HUNTSVILLE, Ala. (WHNT) - Since the start of school, numerous parents have reached out to WHNT News 19 and Huntsville City Schools about concerns over school buses and the company in charge of running them.
Friday, representatives of the Huntsville Council of PTA's had a sit-down meeting with the Huntsville City School's transportation department and Durham School Services, who owns and operates the buses. The council says they compiled concerns from 70 different parents and addressed the biggest issues directly with both parties.
“I think we got a better understanding of exactly how it works and what the partnership is between Durham and Huntsville City Schools," says Layna Payne, the Vice President of Huntsville Council of PTAS.
Inconsistent Drop Off and Pick Up Times
One of the biggest issues raised by parents was inconsistent drop off and pick up times. “Seems to be a serious bus driver shortage, so if you have a driver that is out, they have a limited number of substitute drivers and so a lot of times the drivers will have to double up,' says Payne.

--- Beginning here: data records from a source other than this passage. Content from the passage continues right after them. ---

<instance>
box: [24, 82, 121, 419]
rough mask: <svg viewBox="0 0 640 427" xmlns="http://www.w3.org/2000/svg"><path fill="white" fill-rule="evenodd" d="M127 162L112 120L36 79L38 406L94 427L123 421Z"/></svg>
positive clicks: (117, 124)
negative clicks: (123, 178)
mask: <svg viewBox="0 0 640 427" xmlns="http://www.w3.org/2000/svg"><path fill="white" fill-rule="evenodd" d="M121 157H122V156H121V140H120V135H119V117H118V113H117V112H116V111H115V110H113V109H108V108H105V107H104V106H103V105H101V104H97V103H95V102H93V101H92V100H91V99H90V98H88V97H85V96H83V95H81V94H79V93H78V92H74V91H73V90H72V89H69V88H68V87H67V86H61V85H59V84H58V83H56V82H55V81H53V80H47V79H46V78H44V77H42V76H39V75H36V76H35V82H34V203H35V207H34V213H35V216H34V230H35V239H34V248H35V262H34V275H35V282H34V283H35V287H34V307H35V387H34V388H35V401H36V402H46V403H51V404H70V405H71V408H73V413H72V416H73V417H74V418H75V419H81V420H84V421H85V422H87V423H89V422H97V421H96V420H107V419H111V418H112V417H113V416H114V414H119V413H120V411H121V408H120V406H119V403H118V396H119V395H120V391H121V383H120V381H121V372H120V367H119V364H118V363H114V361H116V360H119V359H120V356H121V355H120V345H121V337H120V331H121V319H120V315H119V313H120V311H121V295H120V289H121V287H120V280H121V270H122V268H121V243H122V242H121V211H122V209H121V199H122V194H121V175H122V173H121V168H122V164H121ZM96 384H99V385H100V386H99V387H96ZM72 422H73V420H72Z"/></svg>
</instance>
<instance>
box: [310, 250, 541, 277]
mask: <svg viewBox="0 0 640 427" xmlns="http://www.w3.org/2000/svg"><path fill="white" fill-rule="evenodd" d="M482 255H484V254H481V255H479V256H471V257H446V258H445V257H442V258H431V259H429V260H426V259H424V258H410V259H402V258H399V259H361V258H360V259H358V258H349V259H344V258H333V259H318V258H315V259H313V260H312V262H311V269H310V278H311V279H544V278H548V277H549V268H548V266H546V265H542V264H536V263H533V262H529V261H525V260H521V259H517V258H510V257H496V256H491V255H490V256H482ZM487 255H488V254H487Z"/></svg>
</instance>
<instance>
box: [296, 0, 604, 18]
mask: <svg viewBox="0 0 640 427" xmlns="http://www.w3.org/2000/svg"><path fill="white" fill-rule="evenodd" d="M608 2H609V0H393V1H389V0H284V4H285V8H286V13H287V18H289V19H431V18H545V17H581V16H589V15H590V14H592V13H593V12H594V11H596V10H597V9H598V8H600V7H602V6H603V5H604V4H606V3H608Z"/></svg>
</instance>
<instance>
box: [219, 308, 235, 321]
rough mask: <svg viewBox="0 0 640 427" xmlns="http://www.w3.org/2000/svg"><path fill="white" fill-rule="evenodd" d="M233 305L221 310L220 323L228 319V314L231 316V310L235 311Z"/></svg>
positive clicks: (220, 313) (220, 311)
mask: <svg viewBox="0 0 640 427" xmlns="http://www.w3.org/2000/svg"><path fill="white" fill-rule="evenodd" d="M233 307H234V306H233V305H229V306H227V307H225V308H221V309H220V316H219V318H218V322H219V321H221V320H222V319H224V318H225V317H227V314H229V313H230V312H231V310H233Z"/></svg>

She says Durham is doing everything they can to attract and hire more drivers. “I think that is a concern not just in Huntsville but in other places that they deal with as well.”
Excessive Time on the Bus
The shortage of drivers is also causing parents to complain about long bus rides for their children. “For some routes I think it’s going to be a fact of geography, but for others, I think once they can get enough drivers so you don’t have to double up, that will eliminate some of that," says Payne.
The Council of PTAs says the limit for duration on the bus is 90 minutes each way, that that Durham will try to abide by that as best as they can, until new drivers can be brought on board.
Lack of Communication
Last month, we brought you Nichole Stone's story. Her son didn't get dropped off at his appropriate stop last month, and when she couldn't reach Durham or the district, she was forced to call Huntsville Police. Huntsville City Schools say the little boy fell asleep and missed his stop.
Payne says Durham is developing two new apps to help address both concerns.
The first is a bus tracker. “You would enter your child’s student ID number that’s issued by the state,' says Payne. It will pull up a map where you can track the bus in real time.
A second app in the works would stream-line emergency communication from parents. “They prioritize how they’re received and that would be an emergency so that would go to the top of the list so they can handle a lot of these concerns," she says.
Payne says the app would also send notifications if your child's bus was delayed for whatever reason. There's no specific date set for when the app will be available but Payne hopes it will be in the next few months.
Excessive Heat on the Bus
On the issue of un-air conditioned buses, unfortunately, Payne says the solution won't come overnight. “As they replace buses they are looking to replace with some air conditioned buses," she says.
All new buses purchased by Durham will have A/C, so eventually, the entire fleet will have functioning units. All buses servicing students with special needs already has working A/C.
Confusion on Signing Up for Service
Parents have also voiced their confusion about how to sign up for the school bus services in the first place. “We are developing something to give out to the parents so that you know the process because we realized that a couple of board members on the council, we ourselves didn’t know how to sign up," says Payne.
As a result of the confusion, some parents waited until the last minute to sign up their students, which meant the district then found buses overloaded the first day of school.
Bus Misconduct and Discipline
Payne says the existing policy is for drivers to notify the appropriate school when an incident takes place, but that hasn't been the practice, for whatever reason.
She says Durham will make it clear to drivers that needs to be done.